England and Wales Cricket Board chairman Giles Clarke has called for "total vigilance" in a bid to clamp down on corruption.
It comes after Essex cricketer Mervyn Westfield admitted a corruption charge relating to a one-day game in 2009.
The ECB offered an amnesty to players reporting past match-fixing approaches.
"For all of us in cricket, we are come to terms with anything being feasible and the need for total vigilance," Clarke told BBC Sport.
Westfield, 23, who is the first English cricketer to be guilty of spot-fixing, could face jail when he is sentenced in February and the offence carries a maximum sentence of 10 years in prison.
Clarke said the case highlights the importance of players coming forward with information.
"Every single, young county cricketer is now acutely aware of the shocking fact that a county cricketer has actually pleaded guilty to this," he told BBC Radio 5 live's Sportsweek.

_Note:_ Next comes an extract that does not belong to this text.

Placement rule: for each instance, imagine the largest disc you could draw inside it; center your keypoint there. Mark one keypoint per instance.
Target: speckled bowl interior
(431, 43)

"I simply don't have any information on this to know whether there is anything that hasn't taken place in the past, which was illegitimate.
"What I do know is that it can't be allowed to exist in our game and it is so important, this system of informing and stating what is going on, when it isn't appropriate.
"There's nothing shameful about being willing to give evidence to state something when something has gone wrong.
"It must be right that people are encouraged to do that."
Asked whether he was happy that cricket was doing enough to stamp out corruption, Clarke said: "I don't think one can ever be happy about a situation that needs constant vigilance.
"What, we as a board, are pleased about is the very close working relationship we have on this issue with the players' association.
"The Professional Cricketers' Association now has an excellent educational programme. Thanks to that, one of the players realised what was going on wasn't legal, wasn't allowed and breached all the regulations and rules, let alone all the codes of cricket that everyone on the team is trying to win."